When did you first try Claude Cowork and Codex, and how often are you using them now? And what kind of work were you originally hoping they'd take over?

We started using them for work, and for personal reasons, in October 2025. We use Claude Cowork for various reasons. One is on the operations side: building materials, especially onboarding materials for new projects, creating quizzes, creating instructions, running tests, running dashboards—QMS scores, QC scores, quality scores of taskers. We also use Claude Cowork for marketing and advertising, though that's not necessarily my team; one team at scale uses it for that. And then we use Claude Code for a lot of agentic work. Whenever we run trajectories or computer use agents, we test and heavily manage those workflows, and the same holds for Codex. We use it for agentic trajectories as well as computer use agent training, where we work with OpenAI or Anthropic to test their models against public benchmarks. For Cursor, we use it as an additional tool alongside computer use agent projects—people can choose between Claude Code and Codex depending on the project, and those who love the Cursor IDE can use it as their interface while running evals.

Could you walk me through the last few things you personally delegated to Claude Cowork or Codex end to end? What did you ask it to do, what context did you give it, and what came back?

One thing I did was social media automation. Whenever we want to use developer platforms like Hugging Face, we tell it the typical topics we want to post about, give it a portfolio of topics, ask it to post on specific days—usually three times a week, on Tuesday, Wednesday, and Friday—pick the time, specify that it should use particular graphics and visuals to make things more appealing, and then ask Cowork to create the automation and schedule it.

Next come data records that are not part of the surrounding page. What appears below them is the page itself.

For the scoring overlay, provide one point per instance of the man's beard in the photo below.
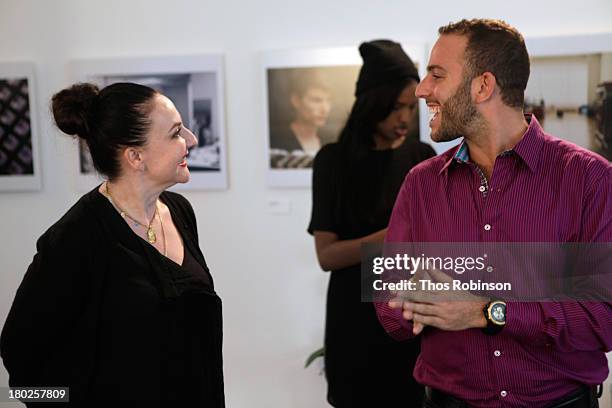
(459, 114)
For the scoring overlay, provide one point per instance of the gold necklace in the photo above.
(161, 224)
(151, 237)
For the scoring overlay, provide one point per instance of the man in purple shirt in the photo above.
(508, 181)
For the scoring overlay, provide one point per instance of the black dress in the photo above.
(363, 365)
(103, 312)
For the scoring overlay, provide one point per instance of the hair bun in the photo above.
(72, 108)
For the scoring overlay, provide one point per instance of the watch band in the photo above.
(493, 326)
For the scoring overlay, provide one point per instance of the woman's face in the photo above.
(402, 120)
(312, 107)
(165, 153)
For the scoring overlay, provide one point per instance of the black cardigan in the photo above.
(101, 312)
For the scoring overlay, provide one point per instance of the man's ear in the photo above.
(133, 158)
(483, 87)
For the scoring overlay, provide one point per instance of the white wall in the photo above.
(264, 265)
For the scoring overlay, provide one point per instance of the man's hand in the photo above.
(433, 308)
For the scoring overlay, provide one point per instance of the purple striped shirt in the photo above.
(543, 190)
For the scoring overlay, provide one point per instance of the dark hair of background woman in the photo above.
(357, 137)
(107, 120)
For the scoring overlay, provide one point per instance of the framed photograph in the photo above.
(570, 89)
(195, 86)
(19, 154)
(308, 97)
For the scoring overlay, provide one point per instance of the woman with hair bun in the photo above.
(118, 303)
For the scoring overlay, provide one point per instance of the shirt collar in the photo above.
(528, 148)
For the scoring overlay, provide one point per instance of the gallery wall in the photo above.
(254, 237)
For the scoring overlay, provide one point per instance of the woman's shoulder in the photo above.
(77, 227)
(178, 205)
(176, 199)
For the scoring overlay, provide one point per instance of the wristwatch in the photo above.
(495, 315)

We give it a start time, usually 7 AM, and it automatically handles those posts from there.

Another use is QC automation. Whenever we have certain task submissions and receive QC feedback on those tasks, we use Claude Cowork to run a comparison between the attempt and the audit, automatically flagging where things don't make sense. Think of it as the first layer of audit reviews once we get initial QC feedback.

The marketing team also uses Claude Cowork to post on LinkedIn and X. They feed it topics, campaigns, graphics, and visuals, and let it pick between those and post regularly on those platforms.

Can you walk me through that QC workflow in a bit more detail? Where do the task submissions and audit feedback live, what does Cowork actually compare, and what does the flagged output look like when your team reviews it?

We have our own internal platform. Whenever tasks are submitted, we receive initial QC feedback, then transfer that into a CSV file and feed it to Claude Cowork, since it doesn't have direct access to our internal tool. We feed it the CSV file with the task submissions and the provided feedback, and we also feed it the instructions and the QC spec doc so it knows exactly what the rules are. It then applies those rules against the QC feedback. If anything in the feedback doesn't match the spec doc and instructions, it flags those things and says they don't make sense or aren't correct per the spec doc. We want to flag everything initially before our specialists and experts look deeper. Once those items are flagged, they get automatically routed to our specialists, who can either agree or disagree with Cowork's judgment. That saves us time and makes the whole QC process more efficient.

When it flags something, how reliable has that been in practice? Can you remember the last time it caught a real QC issue correctly, or a time it flagged something that turned out to be wrong?

Initially the success rate—correctly flagged, without false positives or negatives—was around forty percent. We're now closer to eighty-five percent, over the past three months, through a bunch of iterations modifying prompts and parameters. It has improved significantly, but initially the human-in-the-loop element was very critical because we only got forty, maybe fifty or sixty percent right. There were a lot of issues. Now at eighty-five percent plus, we can actually rely on it heavily.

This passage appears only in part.